Zecer był wysoko wykwalifikowanym pracownikiem zecerni, którego praca polegała na składzie ręcznym na potrzeby druku typograficznego. Zawód ten wymagał ogromnej wiedzy i doświadczenia. Zecer musiał opanować biegle czytanie tekstu jednocześnie do góry nogami i w odbiciu lustrzanym. Zecerzy bardzo często chorowali na saturnizm, często też tracili słuch od ogromnego hałasu panującego w zecerni. Dziś druk kojarzymy wyłącznie z drukiem cyfrowym i DTP, czyli publikowaniem zza biurka, który wyparł zecerstwo w latach 80 XX wieku. Zawodem, który również został wyparty przez rozwój technologii jest ludwisarz, który zajmował się odlewaniem posągów, świeczników i dzwonów. Zawód ten powstał w XIII wieku, a swoją karierę zakończył w wieku XIX wraz z rozwojem przemysłu metalurgicznego. Jak zauważa Dominika Bara, wspólną cechą tych a także innych zawodów takich jak krzykacz miejski (coś w rodzaju TVN24 naprawdę na żywo, na ulicy) jest to, że produkt pozostał, zmieniły się natomiast narzędzia je wyrabiające – człowieka zastąpiła maszyna.

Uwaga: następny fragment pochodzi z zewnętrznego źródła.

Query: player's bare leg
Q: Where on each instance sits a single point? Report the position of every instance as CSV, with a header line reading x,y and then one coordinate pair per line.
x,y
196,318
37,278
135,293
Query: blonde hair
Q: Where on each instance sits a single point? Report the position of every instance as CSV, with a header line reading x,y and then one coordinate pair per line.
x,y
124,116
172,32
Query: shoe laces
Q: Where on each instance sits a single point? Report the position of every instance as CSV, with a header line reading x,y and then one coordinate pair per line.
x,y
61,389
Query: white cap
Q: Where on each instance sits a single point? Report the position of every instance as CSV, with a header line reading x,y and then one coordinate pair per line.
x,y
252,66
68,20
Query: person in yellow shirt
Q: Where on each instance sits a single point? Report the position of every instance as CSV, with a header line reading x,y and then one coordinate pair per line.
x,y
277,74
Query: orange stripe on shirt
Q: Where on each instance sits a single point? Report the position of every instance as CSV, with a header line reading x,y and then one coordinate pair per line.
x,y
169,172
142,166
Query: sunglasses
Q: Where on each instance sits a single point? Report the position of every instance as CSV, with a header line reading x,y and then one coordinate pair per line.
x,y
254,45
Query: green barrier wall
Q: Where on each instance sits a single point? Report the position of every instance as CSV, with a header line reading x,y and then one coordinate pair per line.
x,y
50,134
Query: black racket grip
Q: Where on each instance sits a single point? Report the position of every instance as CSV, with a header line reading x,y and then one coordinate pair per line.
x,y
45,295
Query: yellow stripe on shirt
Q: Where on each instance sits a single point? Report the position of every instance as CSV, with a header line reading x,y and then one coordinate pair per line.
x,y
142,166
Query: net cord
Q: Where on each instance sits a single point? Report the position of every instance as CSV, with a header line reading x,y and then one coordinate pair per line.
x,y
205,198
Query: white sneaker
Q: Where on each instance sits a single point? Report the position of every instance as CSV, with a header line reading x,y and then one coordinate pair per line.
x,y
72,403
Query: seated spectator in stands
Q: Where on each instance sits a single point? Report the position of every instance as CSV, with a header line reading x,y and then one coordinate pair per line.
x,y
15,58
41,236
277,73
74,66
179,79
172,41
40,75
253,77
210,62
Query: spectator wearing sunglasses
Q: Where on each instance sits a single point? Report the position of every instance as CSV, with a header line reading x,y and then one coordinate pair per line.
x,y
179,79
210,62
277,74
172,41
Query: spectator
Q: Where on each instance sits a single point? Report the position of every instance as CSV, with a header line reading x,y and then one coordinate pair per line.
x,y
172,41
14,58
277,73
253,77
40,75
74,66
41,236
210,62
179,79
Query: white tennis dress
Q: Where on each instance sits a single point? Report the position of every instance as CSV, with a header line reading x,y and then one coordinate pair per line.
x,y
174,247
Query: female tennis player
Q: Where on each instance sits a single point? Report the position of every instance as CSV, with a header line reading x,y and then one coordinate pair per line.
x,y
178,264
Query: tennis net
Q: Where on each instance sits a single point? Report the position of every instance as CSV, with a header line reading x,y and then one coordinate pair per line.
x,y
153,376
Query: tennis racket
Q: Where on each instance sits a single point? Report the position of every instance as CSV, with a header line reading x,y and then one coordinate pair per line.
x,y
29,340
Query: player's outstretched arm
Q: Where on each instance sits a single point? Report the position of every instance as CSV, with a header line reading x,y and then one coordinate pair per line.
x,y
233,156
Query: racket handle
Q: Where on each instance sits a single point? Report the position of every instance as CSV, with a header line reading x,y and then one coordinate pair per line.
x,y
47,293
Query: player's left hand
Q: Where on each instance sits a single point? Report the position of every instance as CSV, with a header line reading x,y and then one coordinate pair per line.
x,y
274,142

Wyrabianiem damskich kapeluszy, woalek pogrzebowych i ślubnych, wianków i sukienek do pierwszej komunii zajmowała się modystka. Narzędzia, którymi się posługiwała były bardzo złożone i tym samym wymagały od rzemieślnika dużej wiedzy. Modystki posługiwały się palnikami spirytusowymi, parownicami i imadłami. Mimo, że zawód odchodzi w zapomnienie, znajdziemy parę modystek nie tylko na warszawskim Powiślu, ale i w internecie. Jedną z nich jest Małgorzata Wybrańska, która fachu uczyła się Katty Janneh i Rosy Cory – modystki królowej Elżbiety II. Właśnie wyrób dóbr ekstremalnie luksusowych, dla majętnych konsumentów, jest czynnikiem, który sprawia, że na przykład zakład szewski Jana Kielmana istniejący od 1883 nadal istnieje na ulicy Chmielnej w Warszawie, gdzie czynsz za wynajęcie lokalu kosztuje 17 tysięcy złotych. Firma została zamieszczona w angielskim almanachu pt. Europe's Elite 1000, mieszczącym historię tysiąca najbardziej ekskluzywnych miejsc w Europie. Jednak, kiedy modystki nie szkoliła protegowana Elżbiety II, zaczyna się robić ciężko, tak jak w wypadku Pani Czesławy Derdy, która przyznaje, że jej zakład ratują tylko zamówienia na czapki od harcerzy.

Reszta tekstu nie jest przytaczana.